I have the following set of $n$ equations:
$ \hspace{4cm}\boxed{y^{(1)}=h_1x_1^{(1)}+ h_2x_2^{(1)} +\ldots+ h_kx_k^{(1)} +w_1\\ y^{(2)}=h_1x_1^{(2)}+ h_2x_2^{(2)} +\ldots+ h_kx_k^{(2)}+w_2\\ \vdots \\ y^{(n)}=h_1x_1^{(n)}+ h_2x_2^{(n)} +\ldots+ h_kx_k^{(n)}+w_n}$
In matrix notation, $ \boxed{\vec{y}= \textbf{X}\vec{h}+\vec{w}},$ where,
$\vec{h}=[h_1,h_2,\ldots, h_k]$ denotes the coefficients where each entry is a complex number.
$\vec{y}=[y_1,y_2,\ldots, y_n]$ is the output vector.
The $ (i,j)^{th}$ entry of matrix $\textbf{X}$ is given by $\textbf{X}_{ij}=x_i^{(j)}$.
$w_j, \forall j \in \{1,2,\ldots,n\}$ is IID Gaussian noise distributed as $\mathcal{CN}(0,1)$.
Also $n>k$.
In my problem setup, $x_i^{(j)} \in \{0,1\}$ and their values are known. My aim is to estimate the coefficients $h_i'^s$.

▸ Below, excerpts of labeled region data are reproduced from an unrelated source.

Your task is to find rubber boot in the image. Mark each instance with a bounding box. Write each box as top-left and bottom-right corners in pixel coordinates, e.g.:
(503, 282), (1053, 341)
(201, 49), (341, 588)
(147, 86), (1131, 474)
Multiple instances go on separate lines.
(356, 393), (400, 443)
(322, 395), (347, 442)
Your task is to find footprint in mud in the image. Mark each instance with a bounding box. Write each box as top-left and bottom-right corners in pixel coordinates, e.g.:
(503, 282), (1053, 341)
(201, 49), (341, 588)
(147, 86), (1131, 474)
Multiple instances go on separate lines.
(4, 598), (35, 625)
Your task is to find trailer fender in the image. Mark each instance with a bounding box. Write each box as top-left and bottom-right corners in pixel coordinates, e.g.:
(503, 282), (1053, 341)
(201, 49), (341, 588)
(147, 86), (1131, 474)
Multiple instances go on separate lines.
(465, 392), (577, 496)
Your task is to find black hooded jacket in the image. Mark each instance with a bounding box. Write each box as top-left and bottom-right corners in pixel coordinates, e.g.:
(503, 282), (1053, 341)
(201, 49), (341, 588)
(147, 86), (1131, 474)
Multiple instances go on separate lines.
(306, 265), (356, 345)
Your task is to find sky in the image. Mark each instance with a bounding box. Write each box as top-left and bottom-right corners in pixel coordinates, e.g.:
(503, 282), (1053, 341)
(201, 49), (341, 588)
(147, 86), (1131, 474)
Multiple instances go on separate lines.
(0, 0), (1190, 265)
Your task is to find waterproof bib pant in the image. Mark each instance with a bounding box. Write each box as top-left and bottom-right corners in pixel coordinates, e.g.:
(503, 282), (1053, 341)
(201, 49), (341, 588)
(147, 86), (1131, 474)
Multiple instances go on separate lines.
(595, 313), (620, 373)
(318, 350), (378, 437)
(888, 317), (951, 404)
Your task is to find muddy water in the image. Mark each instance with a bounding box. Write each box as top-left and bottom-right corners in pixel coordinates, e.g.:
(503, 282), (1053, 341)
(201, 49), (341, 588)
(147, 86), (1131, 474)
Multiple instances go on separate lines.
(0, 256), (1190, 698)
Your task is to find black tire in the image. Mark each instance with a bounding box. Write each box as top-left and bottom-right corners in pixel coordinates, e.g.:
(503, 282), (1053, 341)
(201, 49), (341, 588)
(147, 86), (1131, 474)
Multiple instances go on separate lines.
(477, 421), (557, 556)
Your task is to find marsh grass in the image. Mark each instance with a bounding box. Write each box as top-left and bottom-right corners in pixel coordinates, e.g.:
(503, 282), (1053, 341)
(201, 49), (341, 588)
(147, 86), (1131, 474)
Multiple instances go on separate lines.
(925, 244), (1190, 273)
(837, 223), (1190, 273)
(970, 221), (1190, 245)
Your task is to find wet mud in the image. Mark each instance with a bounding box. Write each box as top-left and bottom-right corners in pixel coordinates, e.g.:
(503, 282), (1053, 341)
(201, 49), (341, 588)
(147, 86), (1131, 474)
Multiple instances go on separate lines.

Question 1: What constraints the 0-1 Binary matrix $\textbf{X}$ needs to satisfy so that I can get proper estimates of $h_i'^s, \forall i \in\{1,2,\ldots, k\}.$
Comment: I have not quantitatively elaborated what a "proper estimate" means. I am happy with any good standard estimates. I would like to know what conditions on $\textbf{X}$ could potentially help me to proceed with finding the standard estimates like MLE/MMSE or Least squares or something else.